The paper proposes an alternative funding model in which the university’s income is contingent on future earnings, thus marrying the long-term interests of students with those of the university. This will make universities more responsive to student demands, while forcing them to consider the suitability of the courses they offer and the students they enrol.
The authors also propose lifting the tuition fee cap, to help universities prosper and compete both domestically and internationally allowing for new investment and higher productivity to ensure better value for money in the long-term.
Freezing state support for higher education would also save taxpayers £60bn over 20 years and slowly phase out universities’ reliance on the state as inflation erodes the government’s contribution to tuition fee loans.
Overhauling our current system is necessary to ensure that universities can match their foreign competitors, that they are accountable to students, that taxpayers are given value for money, and that universities’ success is tied to the success of its students rather than the number of students they can recruit. Implementing Ainsworth and McKenzie’s recommendations would be a strong first step in such an overhaul.

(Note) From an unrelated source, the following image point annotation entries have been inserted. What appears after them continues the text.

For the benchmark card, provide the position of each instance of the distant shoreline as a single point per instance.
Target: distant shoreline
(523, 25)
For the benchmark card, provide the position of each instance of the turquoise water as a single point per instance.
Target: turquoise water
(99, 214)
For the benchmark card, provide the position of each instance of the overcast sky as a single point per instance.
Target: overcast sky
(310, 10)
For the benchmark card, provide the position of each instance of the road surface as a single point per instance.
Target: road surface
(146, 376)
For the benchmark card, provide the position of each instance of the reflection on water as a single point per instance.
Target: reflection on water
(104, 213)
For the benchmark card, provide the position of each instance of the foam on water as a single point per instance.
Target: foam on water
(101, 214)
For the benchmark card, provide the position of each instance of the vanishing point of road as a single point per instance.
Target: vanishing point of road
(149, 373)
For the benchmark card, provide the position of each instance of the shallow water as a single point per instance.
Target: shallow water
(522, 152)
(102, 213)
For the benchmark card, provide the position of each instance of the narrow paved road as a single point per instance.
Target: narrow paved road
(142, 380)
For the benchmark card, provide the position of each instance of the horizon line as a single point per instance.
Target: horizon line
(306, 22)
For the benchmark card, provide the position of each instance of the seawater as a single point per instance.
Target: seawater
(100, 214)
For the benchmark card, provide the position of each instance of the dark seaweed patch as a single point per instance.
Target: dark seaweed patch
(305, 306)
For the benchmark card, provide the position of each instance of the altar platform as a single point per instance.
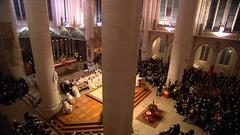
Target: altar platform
(86, 117)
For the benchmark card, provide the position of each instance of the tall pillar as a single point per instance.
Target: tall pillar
(146, 47)
(11, 63)
(120, 50)
(37, 18)
(183, 38)
(89, 32)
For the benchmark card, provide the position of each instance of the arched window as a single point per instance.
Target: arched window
(224, 15)
(204, 53)
(20, 11)
(69, 12)
(225, 56)
(98, 11)
(168, 12)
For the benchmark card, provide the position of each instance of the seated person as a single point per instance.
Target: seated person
(70, 99)
(75, 91)
(67, 108)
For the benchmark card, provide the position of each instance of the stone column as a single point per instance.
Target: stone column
(183, 38)
(11, 63)
(121, 20)
(146, 47)
(37, 18)
(89, 32)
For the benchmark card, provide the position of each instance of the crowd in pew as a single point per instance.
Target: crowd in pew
(12, 89)
(31, 125)
(175, 130)
(210, 101)
(154, 71)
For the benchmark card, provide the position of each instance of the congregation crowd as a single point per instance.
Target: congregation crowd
(210, 101)
(175, 130)
(12, 89)
(154, 71)
(31, 125)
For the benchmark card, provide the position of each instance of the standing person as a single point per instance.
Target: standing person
(159, 90)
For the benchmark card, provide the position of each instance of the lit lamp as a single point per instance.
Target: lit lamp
(221, 29)
(165, 94)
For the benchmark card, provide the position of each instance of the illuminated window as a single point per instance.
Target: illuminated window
(168, 12)
(224, 15)
(20, 11)
(162, 47)
(225, 56)
(98, 11)
(204, 53)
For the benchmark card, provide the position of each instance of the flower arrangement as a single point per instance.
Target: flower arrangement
(153, 107)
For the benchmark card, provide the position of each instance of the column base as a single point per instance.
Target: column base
(18, 71)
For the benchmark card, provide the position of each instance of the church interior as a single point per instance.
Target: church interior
(120, 67)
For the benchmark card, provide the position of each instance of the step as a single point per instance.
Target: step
(77, 131)
(82, 126)
(140, 95)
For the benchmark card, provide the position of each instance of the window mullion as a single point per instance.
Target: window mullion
(215, 16)
(235, 18)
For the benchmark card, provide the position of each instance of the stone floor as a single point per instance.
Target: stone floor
(16, 111)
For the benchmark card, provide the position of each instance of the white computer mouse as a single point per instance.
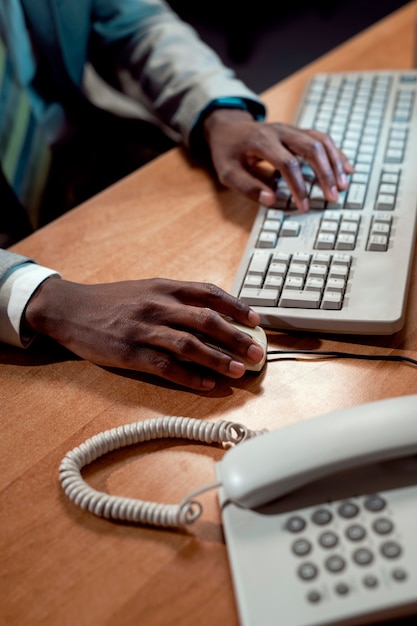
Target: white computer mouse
(258, 334)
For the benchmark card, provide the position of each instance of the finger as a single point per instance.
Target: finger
(166, 367)
(198, 335)
(339, 163)
(209, 296)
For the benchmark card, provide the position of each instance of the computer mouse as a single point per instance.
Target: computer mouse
(258, 334)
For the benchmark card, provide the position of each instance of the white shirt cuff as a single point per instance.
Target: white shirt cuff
(15, 293)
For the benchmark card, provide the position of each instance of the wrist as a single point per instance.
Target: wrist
(224, 117)
(38, 314)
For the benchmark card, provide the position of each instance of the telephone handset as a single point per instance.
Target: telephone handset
(320, 518)
(267, 467)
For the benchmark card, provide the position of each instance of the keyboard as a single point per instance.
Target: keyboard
(343, 267)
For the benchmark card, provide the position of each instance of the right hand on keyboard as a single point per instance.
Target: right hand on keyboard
(156, 326)
(238, 144)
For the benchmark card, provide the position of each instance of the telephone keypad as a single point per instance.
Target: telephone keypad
(295, 524)
(369, 527)
(355, 532)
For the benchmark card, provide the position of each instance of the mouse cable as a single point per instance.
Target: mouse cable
(342, 355)
(140, 511)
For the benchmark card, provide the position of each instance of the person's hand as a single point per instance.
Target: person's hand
(238, 143)
(156, 326)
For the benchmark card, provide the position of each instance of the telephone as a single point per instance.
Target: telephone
(320, 518)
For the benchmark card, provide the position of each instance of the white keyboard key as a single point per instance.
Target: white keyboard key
(259, 263)
(332, 300)
(325, 241)
(378, 243)
(290, 229)
(300, 299)
(259, 297)
(356, 196)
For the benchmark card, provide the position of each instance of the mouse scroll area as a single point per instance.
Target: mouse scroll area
(258, 334)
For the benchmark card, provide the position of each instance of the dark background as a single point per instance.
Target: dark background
(264, 42)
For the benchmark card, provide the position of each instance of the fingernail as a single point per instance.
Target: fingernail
(255, 352)
(266, 197)
(236, 368)
(334, 193)
(253, 317)
(343, 179)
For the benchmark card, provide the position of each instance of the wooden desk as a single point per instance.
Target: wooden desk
(61, 566)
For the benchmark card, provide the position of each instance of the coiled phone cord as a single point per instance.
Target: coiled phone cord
(130, 509)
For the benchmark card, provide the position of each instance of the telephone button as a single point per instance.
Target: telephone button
(355, 532)
(375, 503)
(342, 589)
(363, 556)
(295, 524)
(321, 517)
(308, 571)
(383, 526)
(328, 540)
(391, 549)
(348, 509)
(399, 574)
(335, 563)
(301, 547)
(370, 581)
(314, 596)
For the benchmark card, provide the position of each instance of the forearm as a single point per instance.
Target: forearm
(19, 279)
(164, 64)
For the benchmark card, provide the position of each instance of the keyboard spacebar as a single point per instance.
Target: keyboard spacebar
(300, 299)
(259, 297)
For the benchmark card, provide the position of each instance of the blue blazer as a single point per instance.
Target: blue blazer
(140, 50)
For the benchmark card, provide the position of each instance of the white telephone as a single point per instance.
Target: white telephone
(320, 518)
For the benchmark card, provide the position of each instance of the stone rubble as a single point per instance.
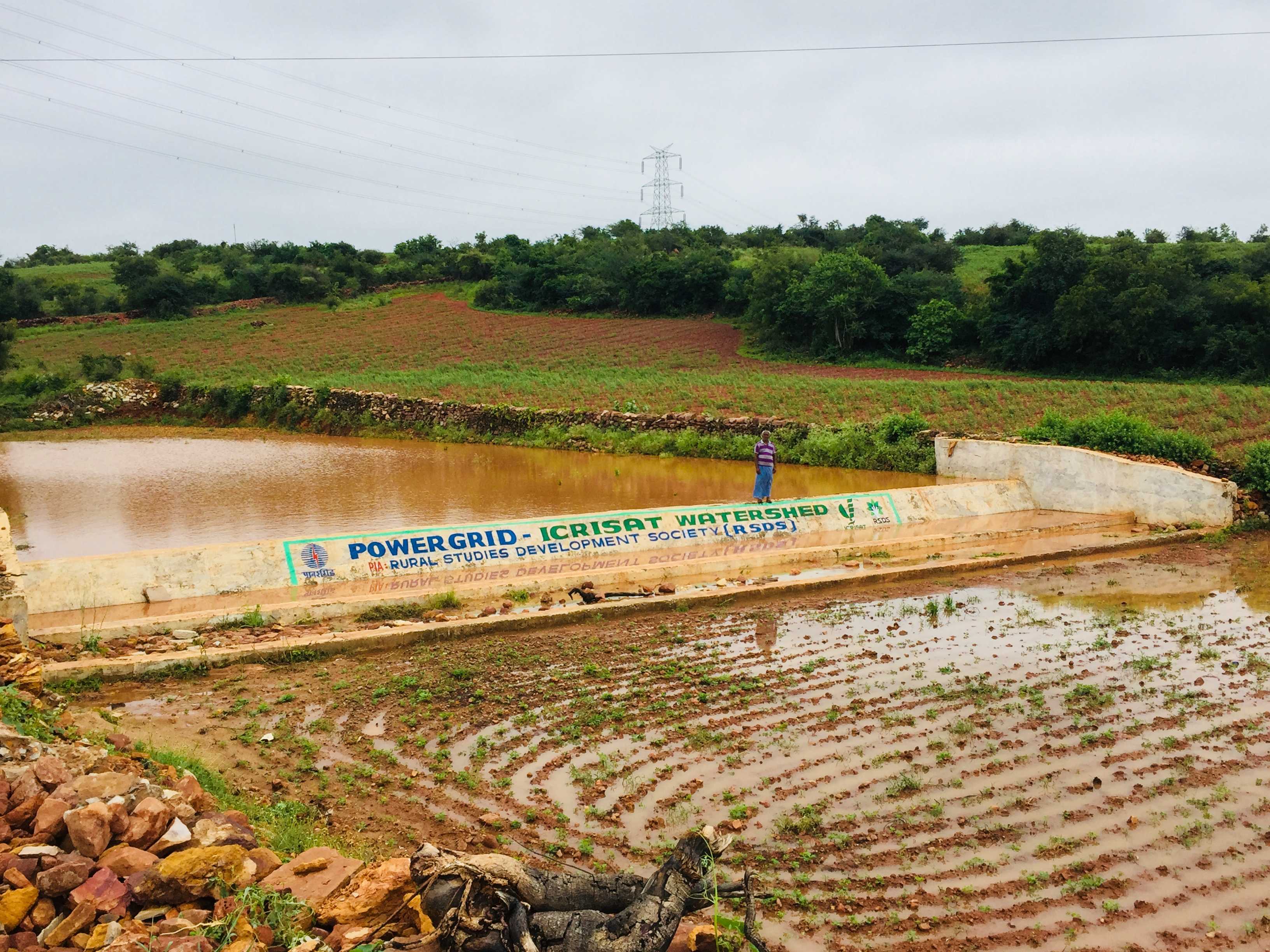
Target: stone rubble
(119, 852)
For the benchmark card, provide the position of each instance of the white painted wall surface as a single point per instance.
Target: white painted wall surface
(13, 602)
(1086, 481)
(75, 584)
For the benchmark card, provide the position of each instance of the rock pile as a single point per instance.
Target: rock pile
(18, 667)
(106, 851)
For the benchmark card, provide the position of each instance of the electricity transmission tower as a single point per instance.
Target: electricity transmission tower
(662, 212)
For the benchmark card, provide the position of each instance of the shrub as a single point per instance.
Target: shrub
(1256, 467)
(1118, 432)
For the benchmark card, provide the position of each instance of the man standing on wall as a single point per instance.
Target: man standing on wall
(765, 467)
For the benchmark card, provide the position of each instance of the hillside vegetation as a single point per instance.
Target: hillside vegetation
(428, 345)
(1007, 296)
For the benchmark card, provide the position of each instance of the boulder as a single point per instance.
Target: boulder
(65, 876)
(125, 861)
(266, 861)
(372, 894)
(195, 795)
(188, 875)
(51, 772)
(67, 793)
(224, 831)
(14, 907)
(119, 816)
(102, 936)
(60, 931)
(149, 821)
(106, 890)
(176, 836)
(49, 818)
(89, 828)
(25, 812)
(103, 786)
(42, 913)
(27, 785)
(310, 883)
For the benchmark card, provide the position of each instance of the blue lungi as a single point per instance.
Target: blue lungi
(764, 481)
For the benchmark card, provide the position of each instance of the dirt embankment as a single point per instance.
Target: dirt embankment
(1063, 754)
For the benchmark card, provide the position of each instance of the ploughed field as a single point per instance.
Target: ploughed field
(433, 346)
(1074, 753)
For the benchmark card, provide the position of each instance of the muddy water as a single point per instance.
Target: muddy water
(1085, 739)
(1013, 763)
(92, 497)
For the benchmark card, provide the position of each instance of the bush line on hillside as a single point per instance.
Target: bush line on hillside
(898, 442)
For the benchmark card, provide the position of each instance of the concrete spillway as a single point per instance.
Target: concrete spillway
(1029, 497)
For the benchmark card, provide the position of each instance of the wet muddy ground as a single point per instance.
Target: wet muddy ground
(1063, 756)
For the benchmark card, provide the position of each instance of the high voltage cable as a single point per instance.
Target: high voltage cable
(275, 92)
(345, 92)
(732, 198)
(740, 51)
(307, 122)
(296, 141)
(279, 159)
(267, 177)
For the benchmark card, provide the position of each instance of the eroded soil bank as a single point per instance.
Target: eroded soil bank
(1074, 753)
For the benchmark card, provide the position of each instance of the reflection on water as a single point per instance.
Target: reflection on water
(92, 497)
(765, 636)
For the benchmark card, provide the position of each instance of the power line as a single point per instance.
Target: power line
(279, 159)
(662, 211)
(345, 92)
(240, 105)
(302, 141)
(280, 93)
(266, 176)
(740, 51)
(731, 198)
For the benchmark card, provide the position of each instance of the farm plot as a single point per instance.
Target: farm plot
(432, 346)
(1047, 757)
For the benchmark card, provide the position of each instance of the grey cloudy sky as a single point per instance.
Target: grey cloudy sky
(1099, 135)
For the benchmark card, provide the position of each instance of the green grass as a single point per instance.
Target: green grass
(425, 348)
(288, 827)
(97, 275)
(981, 261)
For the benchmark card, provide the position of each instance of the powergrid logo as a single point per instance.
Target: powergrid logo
(314, 559)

Commenting on the report, author Peter Ainsworth, said:
“In his first major speech as Chancellor Jeremy Hunt referred to our universities as one of the country’s great strengths. They will not stay that way without more money. Our scheme secures for them the extra resources they need without a single extra penny being required of the taxpayer. Students gain from the partnership this system ensures, so the institution will be invested in their success. It’s good for all parties and is the sustainable funding system that thus far has eluded the UK.”
Co-author Tom McKenzie, said:
“Discussion of higher-education funding tends to centre around access to university rather than what a university education actually does for a student. The system we propose both encourages access based on merit and incentivises institutions to consider employability as more than just another league-table statistic.”